From the British Museum to the Guggenheim, artist Tarek Al-Ghoussein leaves his mark

DUBAI: A lone figure dressed in black sits cross-legged on the desert sand facing a makeshift fishing shack, as dozens of birds fly overhead. The place is Jubabibat Island – one of many that make up the vast but little-known archipelago of Abu Dhabi – the man is artist and professor Tarek Al-Ghoussein, who died suddenly in New York on 11 June at the age of 60.

The news was announced on Sunday by Al-Ghoussein’s representative gallery, The Third Line, based in Dubai.

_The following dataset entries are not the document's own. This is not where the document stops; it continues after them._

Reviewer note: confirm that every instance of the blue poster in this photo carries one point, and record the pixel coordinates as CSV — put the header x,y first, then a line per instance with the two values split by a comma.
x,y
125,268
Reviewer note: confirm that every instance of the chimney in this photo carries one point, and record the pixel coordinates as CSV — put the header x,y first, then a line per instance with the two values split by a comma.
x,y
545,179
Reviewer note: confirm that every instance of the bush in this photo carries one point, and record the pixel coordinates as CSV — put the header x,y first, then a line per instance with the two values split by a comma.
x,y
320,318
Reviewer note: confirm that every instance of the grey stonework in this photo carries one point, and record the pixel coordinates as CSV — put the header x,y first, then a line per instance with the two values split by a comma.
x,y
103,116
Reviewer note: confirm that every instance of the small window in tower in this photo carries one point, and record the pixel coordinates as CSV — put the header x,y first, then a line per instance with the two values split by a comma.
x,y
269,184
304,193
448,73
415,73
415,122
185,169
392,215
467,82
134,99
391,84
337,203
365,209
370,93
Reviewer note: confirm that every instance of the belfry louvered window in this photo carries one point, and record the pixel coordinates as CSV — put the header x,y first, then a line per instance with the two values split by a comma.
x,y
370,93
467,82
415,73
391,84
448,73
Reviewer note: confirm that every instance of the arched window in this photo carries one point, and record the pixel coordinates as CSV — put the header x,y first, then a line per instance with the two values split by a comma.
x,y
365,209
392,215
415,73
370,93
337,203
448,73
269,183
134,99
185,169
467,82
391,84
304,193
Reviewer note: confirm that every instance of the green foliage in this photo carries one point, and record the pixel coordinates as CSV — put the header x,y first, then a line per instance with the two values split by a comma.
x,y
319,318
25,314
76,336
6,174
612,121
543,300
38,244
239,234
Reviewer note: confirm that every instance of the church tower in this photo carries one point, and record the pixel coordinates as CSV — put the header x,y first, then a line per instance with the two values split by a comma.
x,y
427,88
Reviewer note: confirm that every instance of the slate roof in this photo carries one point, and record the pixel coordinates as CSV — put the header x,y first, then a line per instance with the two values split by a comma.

“It is with heavy hearts that we announce the sudden passing of Tarek Al-Ghoussein yesterday in New York,” read the statement posted on Instagram.

The artist is perhaps best remembered through the poignant photography in his “Ulysses” series, which Al-Ghoussein had been making since 2015 to capture the archipelago in this somewhat unexplored part of the Persian Gulf.

The image, which shows the artist in an almost meditative pose, conveys a sense of peace and calm that a moment in a desolate part of the Persian Gulf can bring, a rare experience amid years of constant construction. Al-Ghoussein often includes himself in the images, thus implying the self-portrait and a performative aspect of the works.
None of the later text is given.